Abstract:Recent works in volume rendering, \textit{e.g.} NeRF and 3D Gaussian Splatting (3DGS), significantly advance the rendering quality and efficiency with the help of the learned implicit neural radiance field or 3D Gaussians. Rendering on top of an explicit representation, the vanilla 3DGS and its variants deliver real-time efficiency by optimizing the parametric model with single-view supervision per iteration during training which is adopted from NeRF. Consequently, certain views are overfitted, leading to unsatisfying appearance in novel-view synthesis and imprecise 3D geometries. To solve aforementioned problems, we propose a new 3DGS optimization method embodying four key novel contributions: 1) We transform the conventional single-view training paradigm into a multi-view training strategy. With our proposed multi-view regulation, 3D Gaussian attributes are further optimized without overfitting certain training views. As a general solution, we improve the overall accuracy in a variety of scenarios and different Gaussian variants. 2) Inspired by the benefit introduced by additional views, we further propose a cross-intrinsic guidance scheme, leading to a coarse-to-fine training procedure concerning different resolutions. 3) Built on top of our multi-view regulated training, we further propose a cross-ray densification strategy, densifying more Gaussian kernels in the ray-intersect regions from a selection of views. 4) By further investigating the densification strategy, we found that the effect of densification should be enhanced when certain views are distinct dramatically. As a solution, we propose a novel multi-view augmented densification strategy, where 3D Gaussians are encouraged to get densified to a sufficient number accordingly, resulting in improved reconstruction accuracy.
What problem does this paper attempt to address?
The problem that this paper attempts to solve is: Existing methods based on 3D Gaussian Splatting have the problem of over - fitting certain training views in novel view synthesis (NVS), resulting in unsatisfactory appearance performance and inaccurate 3D geometric structures in new views. Specifically, the traditional single - view supervised training paradigm will cause 3D Gaussian kernels to over - fit certain specific views, thus affecting the overall rendering quality and geometric accuracy.
To solve the above problems, the author proposes a new optimization method - Multi - View - Guided Gaussian Splatting (MVGS), and makes the following four key contributions:
1. **Multi - view training strategy**: Transform the traditional single - view training paradigm into a multi - view training strategy. Through multi - view regulation, further optimize 3D Gaussian attributes, avoid over - fitting specific training views, and thus improve the overall accuracy of various scenes and different Gaussian variants.
2. **Cross - intrinsic guidance scheme**: Inspired by the benefits brought by multi - views, a cross - intrinsic guidance scheme from low - resolution to high - resolution is proposed to realize a coarse - to - fine training process, enabling 3D Gaussians to better adapt to pixel - level local features.
3. **Cross - ray densification strategy**: Based on multi - view regulation training, a cross - ray densification strategy is further proposed. More Gaussian kernels are added in the intersection area under the selected views to improve the reconstruction performance.
4. **Multi - view enhanced densification strategy**: When the differences between views are significant, a multi - view enhanced densification strategy is proposed to encourage 3D Gaussian kernels to be fully densified under these views, thereby improving the reconstruction accuracy.
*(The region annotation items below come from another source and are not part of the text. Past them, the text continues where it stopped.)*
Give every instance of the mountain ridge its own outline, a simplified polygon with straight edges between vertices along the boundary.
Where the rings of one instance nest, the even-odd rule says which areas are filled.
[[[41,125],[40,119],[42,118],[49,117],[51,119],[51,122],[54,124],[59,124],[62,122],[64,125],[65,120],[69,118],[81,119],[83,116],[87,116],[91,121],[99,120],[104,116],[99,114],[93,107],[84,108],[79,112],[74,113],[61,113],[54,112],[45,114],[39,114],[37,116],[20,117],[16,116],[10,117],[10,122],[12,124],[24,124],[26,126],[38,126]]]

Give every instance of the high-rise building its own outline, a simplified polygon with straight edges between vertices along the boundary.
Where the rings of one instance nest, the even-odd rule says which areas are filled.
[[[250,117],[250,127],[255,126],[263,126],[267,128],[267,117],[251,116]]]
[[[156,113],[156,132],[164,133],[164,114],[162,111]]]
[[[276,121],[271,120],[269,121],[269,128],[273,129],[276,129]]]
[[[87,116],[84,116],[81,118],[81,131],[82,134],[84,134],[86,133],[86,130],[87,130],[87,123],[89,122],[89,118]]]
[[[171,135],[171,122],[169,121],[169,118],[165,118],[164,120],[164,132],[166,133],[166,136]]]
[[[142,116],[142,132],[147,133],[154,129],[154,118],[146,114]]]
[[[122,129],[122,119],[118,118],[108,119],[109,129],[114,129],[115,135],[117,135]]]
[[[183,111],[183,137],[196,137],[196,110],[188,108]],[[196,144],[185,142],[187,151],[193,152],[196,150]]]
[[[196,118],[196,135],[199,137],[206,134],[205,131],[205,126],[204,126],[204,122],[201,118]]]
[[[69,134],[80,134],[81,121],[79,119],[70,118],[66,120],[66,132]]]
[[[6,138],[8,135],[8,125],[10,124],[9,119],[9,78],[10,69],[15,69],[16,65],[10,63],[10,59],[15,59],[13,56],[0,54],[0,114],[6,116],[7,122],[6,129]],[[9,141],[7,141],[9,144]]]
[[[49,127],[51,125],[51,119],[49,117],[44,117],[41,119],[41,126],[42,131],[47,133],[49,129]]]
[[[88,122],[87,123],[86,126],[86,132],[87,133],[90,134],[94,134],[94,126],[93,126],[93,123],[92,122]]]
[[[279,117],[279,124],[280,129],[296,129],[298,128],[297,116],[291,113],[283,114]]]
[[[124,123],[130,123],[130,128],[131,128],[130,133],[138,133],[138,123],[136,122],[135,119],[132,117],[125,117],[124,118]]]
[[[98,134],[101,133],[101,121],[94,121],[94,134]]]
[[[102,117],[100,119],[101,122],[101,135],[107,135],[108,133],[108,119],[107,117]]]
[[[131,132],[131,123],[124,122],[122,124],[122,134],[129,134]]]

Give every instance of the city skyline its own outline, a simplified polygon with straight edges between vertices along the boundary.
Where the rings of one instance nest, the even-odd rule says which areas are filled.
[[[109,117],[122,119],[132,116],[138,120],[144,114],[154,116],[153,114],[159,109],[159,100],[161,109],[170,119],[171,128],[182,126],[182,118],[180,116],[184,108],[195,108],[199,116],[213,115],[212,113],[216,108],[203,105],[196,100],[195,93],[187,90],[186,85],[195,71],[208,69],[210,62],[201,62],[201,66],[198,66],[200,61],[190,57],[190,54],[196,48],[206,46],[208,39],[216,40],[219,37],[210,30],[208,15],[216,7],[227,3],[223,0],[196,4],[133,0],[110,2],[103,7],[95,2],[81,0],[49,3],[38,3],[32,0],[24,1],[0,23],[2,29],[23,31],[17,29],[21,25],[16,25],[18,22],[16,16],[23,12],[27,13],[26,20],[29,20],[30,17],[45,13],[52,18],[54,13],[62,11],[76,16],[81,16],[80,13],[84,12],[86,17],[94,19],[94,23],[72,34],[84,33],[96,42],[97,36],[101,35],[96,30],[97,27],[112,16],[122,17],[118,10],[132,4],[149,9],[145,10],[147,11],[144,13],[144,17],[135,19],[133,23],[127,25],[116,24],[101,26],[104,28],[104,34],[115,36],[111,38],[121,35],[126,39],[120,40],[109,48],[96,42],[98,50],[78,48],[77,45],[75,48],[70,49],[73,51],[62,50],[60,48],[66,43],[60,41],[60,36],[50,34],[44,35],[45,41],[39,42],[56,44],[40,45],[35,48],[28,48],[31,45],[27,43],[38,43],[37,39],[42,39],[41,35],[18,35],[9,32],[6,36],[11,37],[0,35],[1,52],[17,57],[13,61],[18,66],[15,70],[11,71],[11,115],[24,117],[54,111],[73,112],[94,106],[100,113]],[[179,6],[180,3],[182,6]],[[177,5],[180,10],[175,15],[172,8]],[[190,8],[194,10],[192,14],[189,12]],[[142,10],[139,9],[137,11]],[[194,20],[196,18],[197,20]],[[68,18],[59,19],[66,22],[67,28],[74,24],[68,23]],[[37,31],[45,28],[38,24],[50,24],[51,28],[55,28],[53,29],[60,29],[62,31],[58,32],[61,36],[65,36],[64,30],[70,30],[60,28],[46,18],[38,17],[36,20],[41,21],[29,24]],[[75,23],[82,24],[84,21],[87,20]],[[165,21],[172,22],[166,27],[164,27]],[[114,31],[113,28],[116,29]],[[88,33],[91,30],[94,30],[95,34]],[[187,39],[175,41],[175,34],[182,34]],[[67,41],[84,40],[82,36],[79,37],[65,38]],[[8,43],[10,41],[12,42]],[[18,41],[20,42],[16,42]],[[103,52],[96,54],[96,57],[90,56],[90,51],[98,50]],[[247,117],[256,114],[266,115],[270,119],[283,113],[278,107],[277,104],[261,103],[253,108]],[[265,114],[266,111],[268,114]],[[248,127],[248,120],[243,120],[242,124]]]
Through extensive experiments, the author proves that this method can significantly improve the novel view synthesis performance of Gaussian - based explicit representation methods in multiple tasks, especially when dealing with complex scenes with strong reflection, transparency and fine details.
### Formula display
The formulas involved in the paper include loss functions and gradient calculations, etc. The following is the Markdown - format display of some key formulas:
- **Loss function of the original 3DGS**:
\[
L(G, E_i, K_i)=\frac{1}{HW}\sum_{p = 0}^{H\times W}(1-\lambda)\cdot L_1(I_i(p), C(r(p, E_i, K_i)))+\lambda\cdot L_{D - SSIM}(I_i(p), C(r(p, E_i, K_i)))
\]
- **Gradient calculation of multi - view - guided learning**:
\[
\frac{\partial L}{\partial \{G\}}=\frac{\partial L(G_1, E_1, K_1)}{\partial G_1}+\frac{\partial L(G_2, E_2, K_2)}{\partial G_2}+\cdots+\frac{\partial L(G_M, E_M, K_M)}{\partial G_M}
\]
- **Adaptive threshold calculation**:
\[
\hat{\beta}=\beta\left(\frac{r_i}{\tau}-1\right)H\left(\frac{r_i}{\tau}-1\right)+\beta\left(1 - H\left(\frac{r_i}{\tau}-1\right)\right)
\]
where \(H(\cdot)\) is the Heaviside function, which returns 1 when the input is greater than or equal to 0.
These formulas ensure the stability and effectiveness of the model in multi - view training, thereby improving the quality of novel view synthesis.